You need do this on 80 port and on pure HTTP
Look:
"[domain].com: Verify error:Incorrect validation certificate for tls-sni-01 challenge. Requested 1f67d9d9124368539bcbe489de7c03b9.28cb710e0ebb36121c6f1cb0077c3b67.acme.invalid from xx.xx.xx.xx:443. Received 3 certificate(s), first certificate had names "
P.S.:- you must check box Disable webConfigurator redirect rule on System=>Advanced=>Admin Access because it occupies 80 port that you need
- you must open 80 and 443 ports on firewall on that WAN interface you need to accept requests
But how I figure out now ACME.sh LetsEncrypt packet with version 0.1.20 have bug and cat receive new certificate from any http method on pfSense, only from DNS method. But after you receive cert you can succesful use http or https method to renew your certificates. You can read my research at https://forum.pfsense.org/index.php?topic=138366.msg757153#msg757153
-
Had any luck working on this exact scenario now.
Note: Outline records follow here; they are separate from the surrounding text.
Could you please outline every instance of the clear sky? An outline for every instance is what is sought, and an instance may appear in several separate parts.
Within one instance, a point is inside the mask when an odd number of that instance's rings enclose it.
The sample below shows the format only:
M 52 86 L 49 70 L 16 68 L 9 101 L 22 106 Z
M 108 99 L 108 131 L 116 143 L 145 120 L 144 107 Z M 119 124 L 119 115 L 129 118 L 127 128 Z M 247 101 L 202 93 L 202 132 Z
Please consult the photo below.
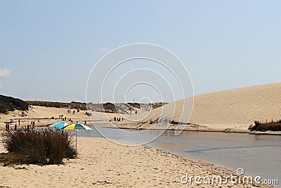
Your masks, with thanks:
M 85 101 L 95 63 L 136 42 L 176 54 L 195 94 L 280 82 L 280 1 L 2 0 L 0 93 Z

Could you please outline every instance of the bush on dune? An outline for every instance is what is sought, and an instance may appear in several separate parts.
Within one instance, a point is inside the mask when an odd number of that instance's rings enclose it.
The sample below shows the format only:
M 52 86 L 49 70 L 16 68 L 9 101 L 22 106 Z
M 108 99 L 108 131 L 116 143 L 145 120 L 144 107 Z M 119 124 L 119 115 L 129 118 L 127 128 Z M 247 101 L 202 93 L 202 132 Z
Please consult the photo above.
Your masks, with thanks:
M 249 130 L 251 131 L 281 131 L 281 120 L 277 121 L 271 120 L 270 123 L 261 123 L 260 121 L 254 121 L 254 125 L 250 126 Z
M 48 128 L 41 131 L 10 132 L 4 140 L 8 153 L 0 155 L 0 162 L 6 164 L 61 164 L 64 158 L 76 154 L 72 146 L 72 137 L 62 130 Z

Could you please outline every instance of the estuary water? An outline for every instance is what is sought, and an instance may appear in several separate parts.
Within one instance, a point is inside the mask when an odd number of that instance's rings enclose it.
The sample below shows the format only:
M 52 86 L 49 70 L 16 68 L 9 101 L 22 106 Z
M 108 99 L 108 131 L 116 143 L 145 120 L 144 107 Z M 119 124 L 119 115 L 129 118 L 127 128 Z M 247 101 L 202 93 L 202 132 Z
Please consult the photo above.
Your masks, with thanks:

I validated my cert using my external web host then redirected it back to my external IP but I get a ERR_SSL_PROTOCOL_ERROR now.
-
you must use 80 port and http, why you all guys try use ssl when you haven't it?
-
My cert is verified
Still running 2.1.5 planning on upgrading soonSince I'm using my hvac.domain.com cert for the reverse ssl certificate how would I get it working for main.domain.com? Am I going to need a wildcard certificate to get it working?
-
why you write about your Squid Reverse Proxy in post about Squid Reverse Proxy+LetsEncrypt?
P.S. Yes you need or another cert, or wildcard, or multidomain cert. -
Because I'm using letsencrypt I just found one of my issues was the CSR created by my app was messed up. I let letsencrypt create it and now its working externally when just nat port 443 open. Still havent add any luck getting it to reverse proxy 443 with the updated cert.
Can you use multiple certs with the reverse proxy since you have to define one for the reverse proxy? Or do I just need to use a wildcard there and internally use the specific name cert i.e. "hvac.domain.com"
-
I really do not understand want at end…
-
Ok, so I think I'm finally understanding where I was messing up in my squid RP logic. I was under the impression that each web server would be encapsulating their traffic into their own Let's Encrypt certificates, then forwarding that traffic to the RP server, which would then encapsulate it with its own certificate.
So… with that said, I now have another issue, which is that at least a couple of my services (OpenCloud being the main one) have https, server checks inbedded in the system, and will throw errors if not encrypted properly. Is there any way to set an end-to-end encryption path for apps like this, and really for any other http service I may have running? (I don't really like the idea of my passwords floating around on my lan between servers that much). Is there a setting in Squid Reverse Proxy for an upstream, either self-generated or squid generated certificate?